Cgil, si inaugurano le camere del lavoro di Canicattì e Porto Empedocle

Nota - Questo comunicato è stato pubblicato integralmente come contributo esterno. Questo contenuto non è pertanto un articolo prodotto dalla redazione di AgrigentoNotizie

Dopo la grande manifestazione nazionale unitaria di Roma la CGIL Agrigentina “riparte” dal Territorio.

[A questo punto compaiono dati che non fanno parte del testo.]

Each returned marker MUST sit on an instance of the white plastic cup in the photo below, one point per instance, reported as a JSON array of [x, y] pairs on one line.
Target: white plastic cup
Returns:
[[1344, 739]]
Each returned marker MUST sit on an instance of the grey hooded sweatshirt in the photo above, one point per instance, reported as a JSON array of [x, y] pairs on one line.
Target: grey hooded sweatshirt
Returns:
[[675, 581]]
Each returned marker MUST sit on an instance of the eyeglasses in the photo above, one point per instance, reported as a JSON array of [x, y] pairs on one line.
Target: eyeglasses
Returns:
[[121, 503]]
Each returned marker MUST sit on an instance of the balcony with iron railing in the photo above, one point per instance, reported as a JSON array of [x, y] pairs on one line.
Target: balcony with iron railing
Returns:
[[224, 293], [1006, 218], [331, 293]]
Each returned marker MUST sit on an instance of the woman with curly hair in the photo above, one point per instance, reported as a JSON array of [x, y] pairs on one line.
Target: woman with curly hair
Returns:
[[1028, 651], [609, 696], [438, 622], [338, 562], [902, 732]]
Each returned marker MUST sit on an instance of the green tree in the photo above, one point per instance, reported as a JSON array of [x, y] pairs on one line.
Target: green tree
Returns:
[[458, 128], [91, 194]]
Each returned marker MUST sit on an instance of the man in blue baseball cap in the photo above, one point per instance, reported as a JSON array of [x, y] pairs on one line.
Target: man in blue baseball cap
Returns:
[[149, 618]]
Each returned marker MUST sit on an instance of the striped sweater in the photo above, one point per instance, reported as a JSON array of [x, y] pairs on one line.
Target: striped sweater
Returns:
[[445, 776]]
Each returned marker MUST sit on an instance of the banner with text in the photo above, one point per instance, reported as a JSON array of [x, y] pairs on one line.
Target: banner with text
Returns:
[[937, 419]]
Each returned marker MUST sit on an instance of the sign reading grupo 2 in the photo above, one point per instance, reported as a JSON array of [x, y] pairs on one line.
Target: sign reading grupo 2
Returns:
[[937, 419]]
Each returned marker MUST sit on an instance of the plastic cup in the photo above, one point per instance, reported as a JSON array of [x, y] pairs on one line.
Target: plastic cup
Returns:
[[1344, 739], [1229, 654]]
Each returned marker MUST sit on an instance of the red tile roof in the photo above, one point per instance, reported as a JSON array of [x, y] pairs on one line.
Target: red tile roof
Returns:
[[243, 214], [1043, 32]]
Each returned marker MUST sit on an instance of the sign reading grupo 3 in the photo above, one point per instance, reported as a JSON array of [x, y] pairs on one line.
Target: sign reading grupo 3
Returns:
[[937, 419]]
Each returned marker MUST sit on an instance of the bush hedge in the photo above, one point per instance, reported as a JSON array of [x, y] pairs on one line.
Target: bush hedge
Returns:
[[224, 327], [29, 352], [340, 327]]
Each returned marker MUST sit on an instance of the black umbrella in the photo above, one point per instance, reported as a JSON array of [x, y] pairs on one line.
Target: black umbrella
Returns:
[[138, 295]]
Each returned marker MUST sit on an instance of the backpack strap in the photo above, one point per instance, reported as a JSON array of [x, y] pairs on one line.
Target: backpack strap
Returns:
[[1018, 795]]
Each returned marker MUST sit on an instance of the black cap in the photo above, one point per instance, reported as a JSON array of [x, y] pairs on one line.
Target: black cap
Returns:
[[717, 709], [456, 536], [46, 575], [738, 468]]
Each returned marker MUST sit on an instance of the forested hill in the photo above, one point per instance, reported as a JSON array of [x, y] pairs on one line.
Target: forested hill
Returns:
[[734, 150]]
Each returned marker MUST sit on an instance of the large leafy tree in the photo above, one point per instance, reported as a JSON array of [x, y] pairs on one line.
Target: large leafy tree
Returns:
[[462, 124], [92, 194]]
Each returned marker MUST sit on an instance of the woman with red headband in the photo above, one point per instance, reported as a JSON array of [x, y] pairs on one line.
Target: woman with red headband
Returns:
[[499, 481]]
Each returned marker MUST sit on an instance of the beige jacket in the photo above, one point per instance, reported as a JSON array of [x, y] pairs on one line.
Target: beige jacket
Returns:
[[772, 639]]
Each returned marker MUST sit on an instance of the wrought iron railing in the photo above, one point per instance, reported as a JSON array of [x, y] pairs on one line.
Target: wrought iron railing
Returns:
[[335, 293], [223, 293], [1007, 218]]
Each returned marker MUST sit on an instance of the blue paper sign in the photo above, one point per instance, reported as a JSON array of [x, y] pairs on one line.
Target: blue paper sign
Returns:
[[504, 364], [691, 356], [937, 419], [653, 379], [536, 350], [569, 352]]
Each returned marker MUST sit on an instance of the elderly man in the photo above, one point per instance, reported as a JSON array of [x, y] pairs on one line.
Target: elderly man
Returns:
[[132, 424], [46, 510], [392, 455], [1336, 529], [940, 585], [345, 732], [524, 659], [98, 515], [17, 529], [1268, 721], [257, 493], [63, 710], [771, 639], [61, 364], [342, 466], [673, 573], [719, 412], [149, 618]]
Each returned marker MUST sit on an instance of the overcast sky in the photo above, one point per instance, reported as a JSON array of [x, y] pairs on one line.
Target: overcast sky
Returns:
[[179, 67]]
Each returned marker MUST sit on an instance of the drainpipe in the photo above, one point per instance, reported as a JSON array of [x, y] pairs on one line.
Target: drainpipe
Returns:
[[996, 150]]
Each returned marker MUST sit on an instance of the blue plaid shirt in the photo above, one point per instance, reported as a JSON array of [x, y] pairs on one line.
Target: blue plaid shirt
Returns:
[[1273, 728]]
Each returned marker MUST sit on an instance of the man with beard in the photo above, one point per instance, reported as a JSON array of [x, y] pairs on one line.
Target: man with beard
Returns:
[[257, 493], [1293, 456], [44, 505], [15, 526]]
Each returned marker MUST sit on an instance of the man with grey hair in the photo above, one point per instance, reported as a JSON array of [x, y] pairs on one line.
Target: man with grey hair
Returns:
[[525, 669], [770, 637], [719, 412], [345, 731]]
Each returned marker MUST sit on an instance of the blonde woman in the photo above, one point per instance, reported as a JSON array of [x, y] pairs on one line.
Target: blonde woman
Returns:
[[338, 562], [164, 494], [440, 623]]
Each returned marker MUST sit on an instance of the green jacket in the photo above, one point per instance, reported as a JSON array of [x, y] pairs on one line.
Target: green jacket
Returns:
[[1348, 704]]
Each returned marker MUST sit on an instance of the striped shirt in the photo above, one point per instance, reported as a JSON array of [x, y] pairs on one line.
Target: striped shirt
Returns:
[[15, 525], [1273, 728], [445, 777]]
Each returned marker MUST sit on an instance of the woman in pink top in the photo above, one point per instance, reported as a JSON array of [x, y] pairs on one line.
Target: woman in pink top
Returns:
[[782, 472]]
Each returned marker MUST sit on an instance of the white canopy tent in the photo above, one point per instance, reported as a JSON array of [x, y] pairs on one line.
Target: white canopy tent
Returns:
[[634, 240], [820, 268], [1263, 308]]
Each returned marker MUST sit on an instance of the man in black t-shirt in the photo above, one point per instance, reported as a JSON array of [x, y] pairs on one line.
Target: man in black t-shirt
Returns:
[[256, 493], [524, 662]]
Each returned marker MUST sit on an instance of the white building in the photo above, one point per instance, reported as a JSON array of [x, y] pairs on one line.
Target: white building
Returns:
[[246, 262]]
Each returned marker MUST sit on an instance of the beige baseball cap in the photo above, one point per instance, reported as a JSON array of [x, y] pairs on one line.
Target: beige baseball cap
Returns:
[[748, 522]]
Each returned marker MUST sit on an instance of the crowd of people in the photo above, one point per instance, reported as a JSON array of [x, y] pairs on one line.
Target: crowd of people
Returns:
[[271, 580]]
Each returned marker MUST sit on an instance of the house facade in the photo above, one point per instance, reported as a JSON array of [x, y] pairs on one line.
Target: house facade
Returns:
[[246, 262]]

Mercoledì 20 Febbraio la CGIL “inaugura” le nuove sedi di Canicattì in Via regina elena 28 (ore18)  e Porto Empedocle in Via Milano 5/A (ore 16). Interverranno i responsabili regionali del nostro Patronato e dei Servizi Fiscali Salvatore TRIPI e Vito CIULLA, il Segretario Generale della CGIL Sicilia Michele PAGLIARO e Dario BONI della Presidenza Nazionale dell’INCA CGIL. A Canicattì è previsto anche l’intervento del Prof. Salvatore VAIANA, autore, tra l’altro, di una “storia della CdL di Canicattì”.
“Si tratta di 2 realtà molto importanti e significative in cui vogliamo rafforzare la nostra presenza. Occorre ripartire – dice Massimo Raso - dai bisogni dei cittadini per costruire il futuro del sindacato.
I problemi dei lavoratori e le loro necessità sono sempre stati la nostra bussola ma la modalità di svolgimento di questa tutela è cambiata e noi, la CGIL, dobbiamo essere in grado di dare una  soluzione moderna ai problemi quotidiani.
Di Patronati e CAF ve ne sono tanti e non tutti pienamente corretti, Noi siamo un’altra cosa, siamo il Sindacato e, insieme alla tutela individuale dobbiamo lavorare per le tutele collettive.
Avere questa  dimensione collettiva oggi significa qualcosa di diverso di quando negli anni 70 o 80 pensavamo al valore sociale del lavoro. Erano anche tempi in cui si davano molte cose per scontato. Oggi è diverso. La crisi, che ormai va avanti da 10 anni,  ha scoperto la dimensione di disagio del singolo, che di fronte alle difficoltà economiche individuali non ha la forza di andare avanti e non sa come affrontare il futuro. Il sindacato del futuro parte anche dalla conoscenza: al lavoratore ed al  pensionato dobbiamo far  capire meglio il nostro ruolo”.